Save and load

A fitted Riesz estimator can be persisted two ways:

joblib.dump / joblib.load — the sklearn idiom. Single-file pickle. Works with clone, GridSearchCV, cross_val_predict after loading.
estimator.save(path) / Cls.load(path) — a directory with the backend’s binary payload (xgboost UBJSON, joblib pickle, or kernel coefficients) plus a metadata.json sidecar. Cross-language: R uses the same format.

Both paths round-trip every built-in estimand and loss automatically.

The shared metadata format is defined in rieszreg.estimator.RieszEstimator.save.

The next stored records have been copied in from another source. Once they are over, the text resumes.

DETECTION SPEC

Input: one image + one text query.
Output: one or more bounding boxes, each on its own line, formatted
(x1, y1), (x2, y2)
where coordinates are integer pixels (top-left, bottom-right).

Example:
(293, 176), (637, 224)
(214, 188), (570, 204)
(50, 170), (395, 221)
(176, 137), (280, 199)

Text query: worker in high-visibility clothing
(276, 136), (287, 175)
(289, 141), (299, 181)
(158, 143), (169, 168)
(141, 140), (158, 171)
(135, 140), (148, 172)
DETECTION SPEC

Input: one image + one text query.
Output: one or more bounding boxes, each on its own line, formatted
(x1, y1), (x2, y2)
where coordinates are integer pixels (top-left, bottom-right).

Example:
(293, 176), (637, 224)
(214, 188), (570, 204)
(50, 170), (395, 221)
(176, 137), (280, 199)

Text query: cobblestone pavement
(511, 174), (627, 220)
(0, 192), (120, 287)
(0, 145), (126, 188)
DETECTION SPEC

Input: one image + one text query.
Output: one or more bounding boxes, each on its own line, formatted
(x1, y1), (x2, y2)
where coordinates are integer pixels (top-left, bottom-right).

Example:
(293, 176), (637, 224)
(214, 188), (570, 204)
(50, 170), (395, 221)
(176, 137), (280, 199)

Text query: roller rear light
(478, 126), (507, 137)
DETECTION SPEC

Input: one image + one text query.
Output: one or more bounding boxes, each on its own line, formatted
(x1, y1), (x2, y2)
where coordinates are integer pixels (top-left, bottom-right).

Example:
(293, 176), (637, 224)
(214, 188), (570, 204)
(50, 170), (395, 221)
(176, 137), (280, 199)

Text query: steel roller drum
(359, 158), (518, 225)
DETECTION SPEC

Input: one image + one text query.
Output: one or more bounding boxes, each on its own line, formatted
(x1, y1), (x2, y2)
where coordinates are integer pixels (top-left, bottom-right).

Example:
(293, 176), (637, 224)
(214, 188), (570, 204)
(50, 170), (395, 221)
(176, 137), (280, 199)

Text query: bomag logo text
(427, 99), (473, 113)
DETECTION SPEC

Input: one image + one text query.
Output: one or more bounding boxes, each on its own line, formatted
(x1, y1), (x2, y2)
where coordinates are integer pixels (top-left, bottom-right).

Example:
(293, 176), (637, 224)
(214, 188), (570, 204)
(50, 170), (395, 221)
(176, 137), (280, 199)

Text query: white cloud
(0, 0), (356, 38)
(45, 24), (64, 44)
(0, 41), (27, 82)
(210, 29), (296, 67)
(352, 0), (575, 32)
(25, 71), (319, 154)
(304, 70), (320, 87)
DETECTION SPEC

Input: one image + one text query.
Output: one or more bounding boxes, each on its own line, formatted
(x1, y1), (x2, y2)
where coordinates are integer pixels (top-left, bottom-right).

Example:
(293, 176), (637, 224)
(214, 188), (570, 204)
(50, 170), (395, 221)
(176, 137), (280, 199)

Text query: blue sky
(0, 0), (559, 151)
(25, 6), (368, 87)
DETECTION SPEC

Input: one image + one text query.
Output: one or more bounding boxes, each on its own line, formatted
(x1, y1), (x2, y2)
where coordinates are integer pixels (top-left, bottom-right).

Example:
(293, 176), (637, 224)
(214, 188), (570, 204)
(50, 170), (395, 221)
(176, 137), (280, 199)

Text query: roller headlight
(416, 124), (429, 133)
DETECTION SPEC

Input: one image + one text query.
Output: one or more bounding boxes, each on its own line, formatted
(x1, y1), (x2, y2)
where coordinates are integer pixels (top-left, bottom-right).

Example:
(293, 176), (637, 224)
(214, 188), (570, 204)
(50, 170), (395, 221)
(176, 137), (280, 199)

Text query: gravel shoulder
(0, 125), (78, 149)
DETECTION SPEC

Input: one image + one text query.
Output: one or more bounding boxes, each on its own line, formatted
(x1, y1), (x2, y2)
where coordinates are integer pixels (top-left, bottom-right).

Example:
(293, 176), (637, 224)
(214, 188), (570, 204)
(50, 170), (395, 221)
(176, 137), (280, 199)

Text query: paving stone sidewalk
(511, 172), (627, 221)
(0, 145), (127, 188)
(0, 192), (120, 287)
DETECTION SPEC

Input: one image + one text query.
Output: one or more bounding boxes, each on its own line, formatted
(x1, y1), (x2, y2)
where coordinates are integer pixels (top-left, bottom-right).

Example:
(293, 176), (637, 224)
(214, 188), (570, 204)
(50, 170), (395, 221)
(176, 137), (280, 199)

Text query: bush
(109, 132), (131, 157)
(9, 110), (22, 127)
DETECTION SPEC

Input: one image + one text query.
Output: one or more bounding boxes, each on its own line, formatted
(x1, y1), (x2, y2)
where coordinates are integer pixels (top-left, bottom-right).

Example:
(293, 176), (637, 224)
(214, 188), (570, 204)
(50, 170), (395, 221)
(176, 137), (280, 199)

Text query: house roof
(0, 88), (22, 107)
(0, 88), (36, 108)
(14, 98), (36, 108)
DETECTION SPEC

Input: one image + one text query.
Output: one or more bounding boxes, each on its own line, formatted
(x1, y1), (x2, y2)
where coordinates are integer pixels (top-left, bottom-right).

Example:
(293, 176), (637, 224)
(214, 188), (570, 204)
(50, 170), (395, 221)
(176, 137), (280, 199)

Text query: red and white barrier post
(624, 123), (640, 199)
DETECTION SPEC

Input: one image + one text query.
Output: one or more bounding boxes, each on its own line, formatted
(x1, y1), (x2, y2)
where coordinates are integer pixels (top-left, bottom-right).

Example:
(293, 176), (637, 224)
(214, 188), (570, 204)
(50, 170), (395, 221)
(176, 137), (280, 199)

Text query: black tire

Backends register their Predictor loader at import time so the inherited load(...) classmethod can hydrate them by predictor_kind.

sklearn idiom: `joblib.dump`

import joblib, tempfile, pathlib
import numpy as np, pandas as pd
from rieszboost import RieszBooster
from rieszreg import ATE

rng = np.random.default_rng(0)
n = 800
x = rng.uniform(0, 1, n)
pi = 1 / (1 + np.exp(-(-0.02 * x - x**2 + 4 * np.log(x + 0.3) + 1.5)))
a = rng.binomial(1, pi)
df = pd.DataFrame({"a": a.astype(float), "x": x})

booster = RieszBooster(
    estimand=ATE(),
    n_estimators=200, learning_rate=0.05, max_depth=4,
).fit(df)
preds_before = booster.predict(df)

with tempfile.TemporaryDirectory() as td:
    p = pathlib.Path(td) / "booster.pkl"
    joblib.dump(booster, p)
    loaded = joblib.load(p)
    print("predictions match :", np.array_equal(preds_before, loaded.predict(df)))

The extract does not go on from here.